Outside of business challenges, Christensen said that the state didn’t place any regulations on the company that weren’t out of the ordinary from anyone else. He says that they have to follow social distancing rules and workers must be masked.

Extra sanitization was also implemented by the state, but Christensen says that they already met that level of cleaning beforehand. Everything the company works with is cleaned and sanitized several times a day, so they haven’t changed much of what they were doing.

As a new brand in the area, 307 Meat Company has had great community support. Christensen says their customers enjoy having more local meats available and having more choices than local grocery stores. Customers finding the company has been the only major problem.   

“Some people have a hard time finding us since it’s a new development and it’s not on Google Maps yet,” Christensen said. “They all end up at the weigh station instead of the next turn, about a quarter mile south.”

One of the more nationwide challenges that has passed over the company has been meat shortages.

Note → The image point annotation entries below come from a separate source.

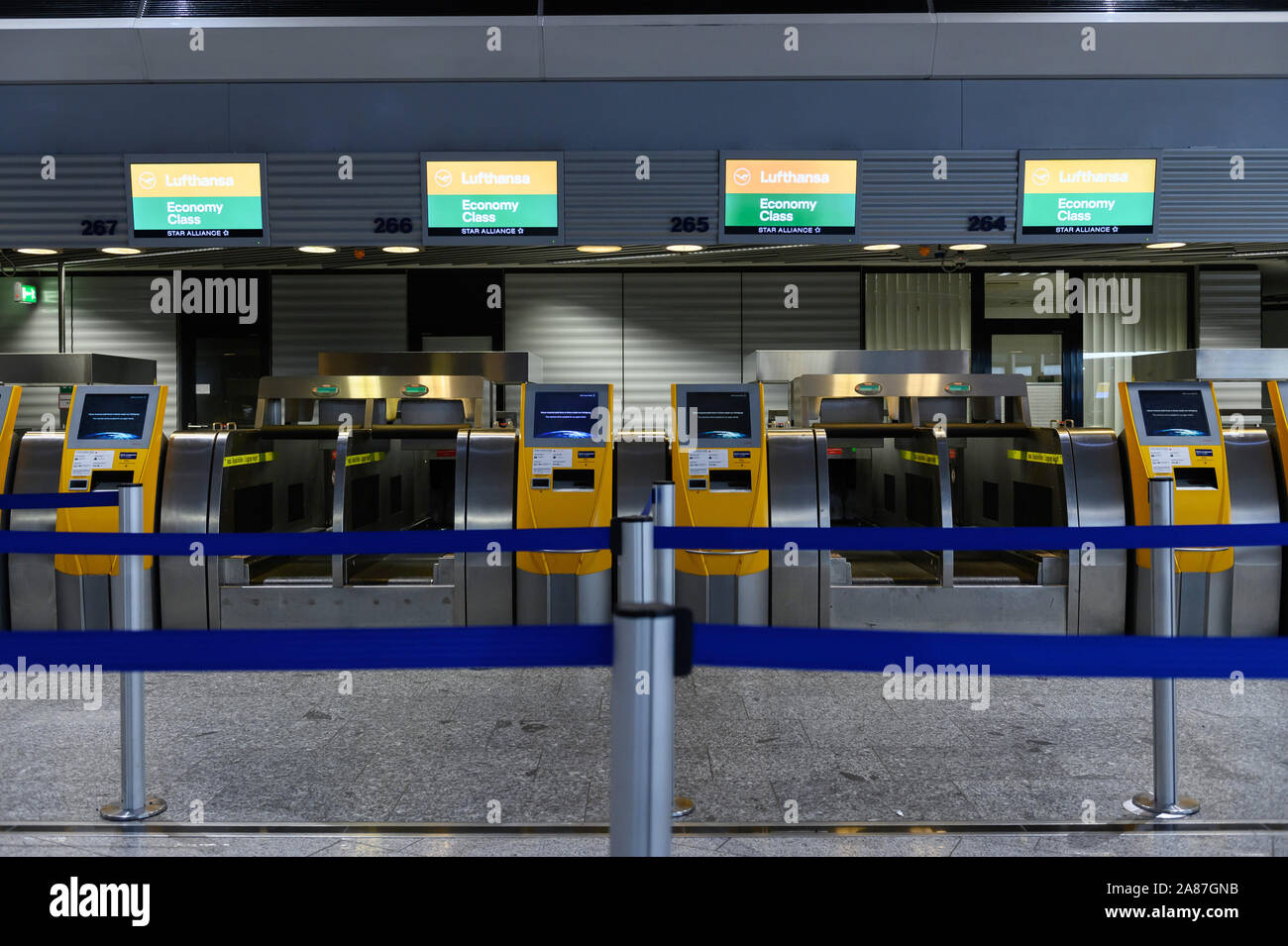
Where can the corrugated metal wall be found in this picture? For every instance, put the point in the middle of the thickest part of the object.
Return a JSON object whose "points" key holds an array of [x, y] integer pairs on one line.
{"points": [[605, 202], [825, 317], [901, 200], [679, 328], [572, 319], [1199, 201], [1109, 341], [39, 211], [309, 202], [112, 315], [323, 312], [647, 331], [1229, 309], [33, 328], [917, 310]]}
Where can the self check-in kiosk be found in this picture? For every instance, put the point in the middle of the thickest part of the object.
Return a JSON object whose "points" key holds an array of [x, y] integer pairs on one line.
{"points": [[717, 461], [1172, 430], [11, 396], [114, 438], [566, 478]]}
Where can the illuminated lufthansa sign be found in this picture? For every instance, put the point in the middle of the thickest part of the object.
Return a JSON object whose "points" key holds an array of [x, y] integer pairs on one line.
{"points": [[1107, 198], [793, 197], [207, 202], [483, 200]]}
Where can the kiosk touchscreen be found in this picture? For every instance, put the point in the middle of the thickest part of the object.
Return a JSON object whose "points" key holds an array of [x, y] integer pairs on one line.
{"points": [[114, 438], [566, 480], [1173, 431], [717, 460]]}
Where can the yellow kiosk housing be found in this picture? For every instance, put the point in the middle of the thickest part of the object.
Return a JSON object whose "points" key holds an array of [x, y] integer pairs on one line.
{"points": [[566, 480], [717, 461], [1172, 430], [11, 396], [114, 438]]}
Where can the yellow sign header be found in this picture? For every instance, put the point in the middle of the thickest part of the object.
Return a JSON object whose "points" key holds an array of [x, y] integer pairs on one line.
{"points": [[194, 180], [445, 177], [745, 176], [1100, 176]]}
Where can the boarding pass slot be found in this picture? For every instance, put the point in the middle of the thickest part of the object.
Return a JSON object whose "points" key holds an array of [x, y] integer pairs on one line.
{"points": [[574, 480], [729, 480], [1194, 477]]}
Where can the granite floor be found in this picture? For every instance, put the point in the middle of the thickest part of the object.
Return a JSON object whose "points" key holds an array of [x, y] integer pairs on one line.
{"points": [[949, 845], [531, 747]]}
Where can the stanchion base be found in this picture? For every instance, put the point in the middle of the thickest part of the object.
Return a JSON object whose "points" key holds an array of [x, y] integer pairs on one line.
{"points": [[115, 812], [1184, 806]]}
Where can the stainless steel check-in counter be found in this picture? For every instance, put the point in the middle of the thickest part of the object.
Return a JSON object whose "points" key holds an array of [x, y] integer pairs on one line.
{"points": [[29, 588], [344, 454], [957, 451]]}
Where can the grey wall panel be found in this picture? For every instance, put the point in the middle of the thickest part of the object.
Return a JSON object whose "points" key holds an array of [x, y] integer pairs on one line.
{"points": [[1144, 113], [567, 116], [572, 319], [1229, 309], [1044, 44], [317, 312], [31, 328], [80, 51], [825, 317], [604, 201], [1199, 201], [902, 201], [309, 203], [356, 48], [746, 47], [679, 327], [35, 211], [112, 315]]}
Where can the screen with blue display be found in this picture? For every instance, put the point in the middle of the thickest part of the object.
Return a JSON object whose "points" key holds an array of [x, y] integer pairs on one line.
{"points": [[112, 417], [565, 415], [1175, 413], [721, 415]]}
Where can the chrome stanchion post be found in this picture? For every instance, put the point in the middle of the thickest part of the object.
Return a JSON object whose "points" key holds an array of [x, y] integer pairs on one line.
{"points": [[134, 804], [1163, 800], [664, 559], [635, 559], [643, 731]]}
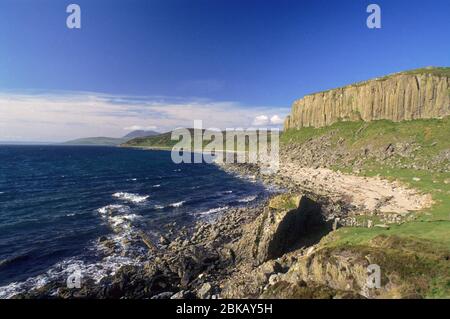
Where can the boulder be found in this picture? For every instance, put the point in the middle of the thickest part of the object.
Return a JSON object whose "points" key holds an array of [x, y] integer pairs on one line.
{"points": [[289, 222]]}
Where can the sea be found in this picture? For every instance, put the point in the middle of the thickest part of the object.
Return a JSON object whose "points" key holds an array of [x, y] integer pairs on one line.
{"points": [[58, 202]]}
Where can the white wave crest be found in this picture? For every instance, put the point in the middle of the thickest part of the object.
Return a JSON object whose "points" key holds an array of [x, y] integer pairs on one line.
{"points": [[247, 199], [130, 197], [214, 210], [178, 204]]}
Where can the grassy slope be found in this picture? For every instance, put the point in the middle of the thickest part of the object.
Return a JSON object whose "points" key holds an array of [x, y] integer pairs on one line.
{"points": [[423, 246]]}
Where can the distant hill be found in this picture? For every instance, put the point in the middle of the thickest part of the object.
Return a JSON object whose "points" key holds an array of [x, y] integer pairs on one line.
{"points": [[164, 141], [110, 141], [140, 133]]}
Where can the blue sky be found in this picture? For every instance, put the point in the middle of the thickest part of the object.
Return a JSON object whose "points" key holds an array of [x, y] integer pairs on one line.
{"points": [[250, 56]]}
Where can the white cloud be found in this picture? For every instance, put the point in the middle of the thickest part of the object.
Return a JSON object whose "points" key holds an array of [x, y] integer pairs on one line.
{"points": [[64, 116], [261, 120], [276, 120], [139, 128], [264, 120]]}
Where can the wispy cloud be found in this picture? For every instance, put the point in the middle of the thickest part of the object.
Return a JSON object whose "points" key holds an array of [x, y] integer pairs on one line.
{"points": [[62, 116]]}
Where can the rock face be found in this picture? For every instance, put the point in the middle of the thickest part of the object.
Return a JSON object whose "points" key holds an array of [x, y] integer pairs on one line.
{"points": [[287, 223], [403, 96]]}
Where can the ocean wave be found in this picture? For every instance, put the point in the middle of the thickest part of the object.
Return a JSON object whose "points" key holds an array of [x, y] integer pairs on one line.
{"points": [[178, 204], [61, 271], [214, 210], [110, 209], [247, 199], [130, 197]]}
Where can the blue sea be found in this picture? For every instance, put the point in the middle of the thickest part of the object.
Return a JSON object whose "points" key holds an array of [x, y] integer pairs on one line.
{"points": [[57, 201]]}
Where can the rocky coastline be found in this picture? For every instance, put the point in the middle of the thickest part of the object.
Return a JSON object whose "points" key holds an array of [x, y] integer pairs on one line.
{"points": [[270, 249]]}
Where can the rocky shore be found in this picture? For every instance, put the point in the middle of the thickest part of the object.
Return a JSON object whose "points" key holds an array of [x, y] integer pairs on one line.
{"points": [[267, 250]]}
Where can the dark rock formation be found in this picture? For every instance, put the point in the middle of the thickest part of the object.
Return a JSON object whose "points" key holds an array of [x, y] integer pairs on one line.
{"points": [[403, 96]]}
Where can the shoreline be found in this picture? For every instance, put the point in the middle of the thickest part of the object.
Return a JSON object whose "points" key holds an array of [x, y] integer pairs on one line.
{"points": [[246, 252]]}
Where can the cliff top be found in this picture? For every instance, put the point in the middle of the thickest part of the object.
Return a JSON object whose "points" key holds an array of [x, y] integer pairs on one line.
{"points": [[438, 71]]}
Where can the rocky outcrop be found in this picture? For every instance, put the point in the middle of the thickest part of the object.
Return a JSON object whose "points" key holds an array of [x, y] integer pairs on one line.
{"points": [[403, 96], [287, 223]]}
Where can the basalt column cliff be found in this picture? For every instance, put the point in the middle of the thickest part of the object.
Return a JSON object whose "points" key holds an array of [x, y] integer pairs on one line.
{"points": [[417, 94]]}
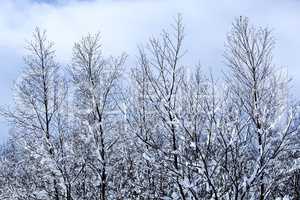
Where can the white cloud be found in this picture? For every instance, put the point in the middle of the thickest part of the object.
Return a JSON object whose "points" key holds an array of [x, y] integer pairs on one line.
{"points": [[126, 23]]}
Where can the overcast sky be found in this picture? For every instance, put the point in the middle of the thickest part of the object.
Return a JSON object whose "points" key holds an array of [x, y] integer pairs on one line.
{"points": [[124, 24]]}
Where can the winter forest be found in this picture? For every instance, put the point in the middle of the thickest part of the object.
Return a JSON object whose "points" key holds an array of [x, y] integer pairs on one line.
{"points": [[95, 130]]}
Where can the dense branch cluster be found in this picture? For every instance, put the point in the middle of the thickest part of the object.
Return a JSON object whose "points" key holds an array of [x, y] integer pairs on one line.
{"points": [[162, 131]]}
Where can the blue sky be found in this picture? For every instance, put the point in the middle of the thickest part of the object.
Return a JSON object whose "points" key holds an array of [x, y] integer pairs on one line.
{"points": [[124, 24]]}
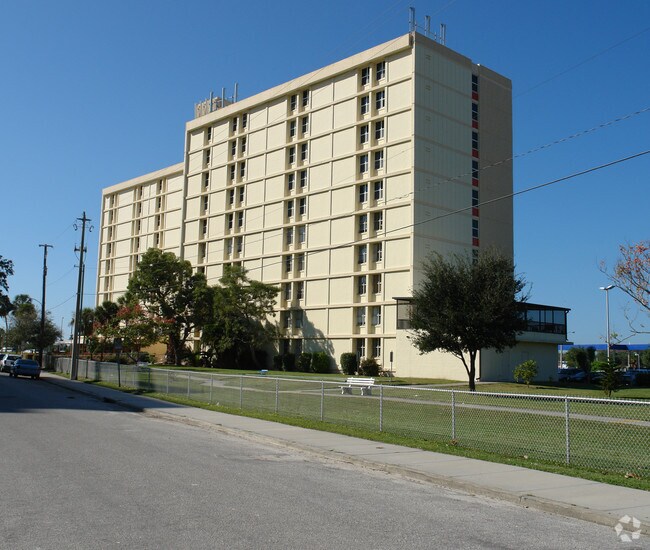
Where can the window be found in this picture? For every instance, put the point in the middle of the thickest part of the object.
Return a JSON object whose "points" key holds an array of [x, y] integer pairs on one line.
{"points": [[365, 76], [376, 347], [379, 160], [362, 254], [361, 348], [363, 193], [297, 318], [380, 130], [380, 100], [363, 164], [362, 285], [379, 252], [364, 134], [361, 316], [379, 190], [380, 70], [365, 105], [376, 284], [378, 221], [363, 223]]}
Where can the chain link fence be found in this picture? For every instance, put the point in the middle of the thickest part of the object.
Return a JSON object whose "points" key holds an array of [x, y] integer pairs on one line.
{"points": [[611, 435]]}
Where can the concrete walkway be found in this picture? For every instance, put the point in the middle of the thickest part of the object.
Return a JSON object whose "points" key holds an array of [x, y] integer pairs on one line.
{"points": [[573, 497]]}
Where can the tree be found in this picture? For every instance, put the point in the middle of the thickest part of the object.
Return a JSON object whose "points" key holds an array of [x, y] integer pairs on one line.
{"points": [[170, 294], [632, 275], [239, 322], [526, 371], [465, 305]]}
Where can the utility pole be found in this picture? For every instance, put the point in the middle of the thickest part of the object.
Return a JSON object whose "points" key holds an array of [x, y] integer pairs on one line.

Since 307 Meat Company is still a small business, they haven’t had to close their doors.

Christensen explained that the meat shortage is certainly a thing around the country but is only happening because large businesses like Tyson must close their product facilities due to high numbers of staff.

While 307 Meat Company only has a few employees working, social distancing is easier meaning they can stay open and keep product moving through. Large brands can’t maintain that with thousands in one facility.

“When you shut down a facility in Greeley or Fort Morgan, harvesting 6,000 to 6,500 heads of cattle a day and you shut them down, that’s a lot of meat that’s not being produced,” Christensen explained.

Since the company is still open and producing products, they are still making money and helping the community, specifically selling to local restaurants. They don’t sell their meat to any grocery stores in Laramie, instead they sell meat from their own facility.

All the meat that comes through the company is Wyoming raised, nothing from outside the region. Christensen takes pride in selling local meat instead of bringing it up from Texas or other major meat suppliers.

“On the beef side we work with four different producers,” Christensen explained. “On the pork side, we work with one producer.”

Regarding the seafood that the company sells, they get it from a larger business who only works with smaller fishing vessels around the country. The fish can be tracked to individual vessels so there is little room for a middleman.  

This means that the fish is caught by a small owned company, sold to the producer who then sells to 307 Meat Company directly.

The company has gotten proficient at processing their meats so that customers can buy products sooner. Christensen says that beef “is a two-week process” while pork takes much less time with a “seven day turn around.”

The seafood the 307 Meat Company provides has a short timetable, taking 48 to 72 hours to be caught and shipped to the company’s facility. COVID-19 has made this more challenging as fishermen aren’t out as often but the company hasn’t been held up too much.

Even though 307 Meat Company has faced some serious trials from COVID-19, Christensen says that they intend on continuing what they’re doing.